Die Vorgeschichte: Verschmähtes Vergnügen


Als „E.T. – Der Außerirdische“ im Herbst 1982 in die bundesdeutschen Kinos kam, war er auch in unseren Landen ein Riesenhit und ein Ereignis. Ich erinnere mich an „E.T.“-Spielzeug, ein Sammelalbum mit Filmfotos, Bettwäsche und allerlei andere Dinge – all die Merchandising-Artikel, die zu dem Phänomen gehören, das man heute „Event-Movie“ nennt. Irgendwie hat mich das damals noch recht neuartige Blockbuster-Drumherum wohl gestört, denn hochnäsiger Elfjähriger, der ich war, weigerte ich mich, mir den Film anzuschauen: „Der ist bestimmt blöd“, dachte ich, ohne heute zu wissen, woher diese Überzeugung stammte. Den begeisterten Schilderungen meiner Schulkameraden, die „E.T.“ drei oder vier Mal gesehen hatten, schenkte ich keine Beachtung.

 

Einige Jahre später hatte ich angefangen, mich ernsthaft für das Kino zu interessieren. Ich schaute Filme von Woody Allen und François Truffaut, Hollywood-Klassiker und die jährlichen Oscar-Kandidaten.

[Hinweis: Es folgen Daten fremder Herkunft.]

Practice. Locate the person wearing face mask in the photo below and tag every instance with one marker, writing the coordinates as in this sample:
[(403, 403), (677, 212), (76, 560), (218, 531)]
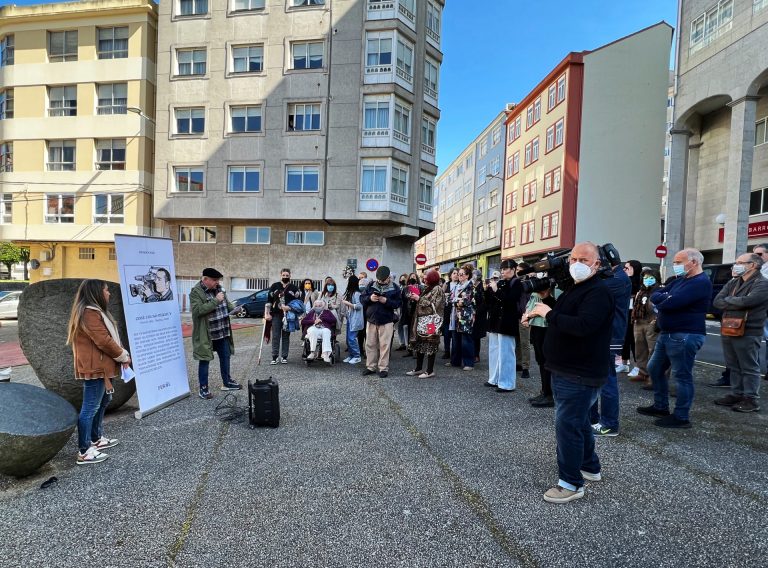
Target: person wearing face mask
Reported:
[(644, 325), (745, 297), (576, 350), (682, 311), (280, 295)]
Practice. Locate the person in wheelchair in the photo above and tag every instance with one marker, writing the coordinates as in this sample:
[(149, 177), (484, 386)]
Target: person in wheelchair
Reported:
[(319, 323)]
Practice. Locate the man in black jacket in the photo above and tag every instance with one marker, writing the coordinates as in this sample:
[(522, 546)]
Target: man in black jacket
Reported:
[(577, 353)]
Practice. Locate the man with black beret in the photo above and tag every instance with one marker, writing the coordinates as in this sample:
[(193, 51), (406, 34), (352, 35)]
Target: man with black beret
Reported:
[(211, 331)]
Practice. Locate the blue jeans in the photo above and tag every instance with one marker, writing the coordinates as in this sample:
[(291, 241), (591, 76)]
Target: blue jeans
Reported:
[(575, 437), (608, 414), (676, 350), (221, 347), (502, 363), (462, 350), (354, 346), (90, 424)]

So wurde ich auch auf Steven Spielbergs Filme aufmerksam. „Indiana Jones und der Tempel des Todes“ hat mich nicht die Bohne interessiert, aber „Die Farbe Lila“ fand ich faszinierend und „Das Reich der Sonne“ hat mich gleichermaßen beeindruckt und berührt. Aber nichts hat mich auf das Erlebnis von „E.T.“ vorbereitet.



E.T., sein berühmter Leuchtfinger und Regisseur Steven Spielberg.

 

Ein besonderes Erlebnis

 

Ich muss 17 oder 18 Jahre alt gewesen sein, als ich in einem meiner liebsten Programmkinos doch noch einmal die Gelegenheit hatte, „E.T.“ auf der großen Leinwand zu sehen. Und so abgeschmackt und kitschig es auch klingen mag, nach dieser Vorstellung war für mich die Welt nicht mehr dieselbe. Die überwältigende Intensität dieses Filmerlebnisses ist in Worten kaum auszudrücken. Die scheinbar so einfache Fabel von der Freundschaft eines Jungen und eines Außerirdischen, der vorübergehend auf der Erde zurückgelassen wird, hatte eine magische Wirkung auf mich. Obwohl ich gerade eine schlimme Phase jugendlicher Weltschmerz- und Verlorenheitsgefühle durchlitt, fühlte ich mich verstanden und nicht mehr allein. Vor allem waren mir meine Tränen nicht unangenehm.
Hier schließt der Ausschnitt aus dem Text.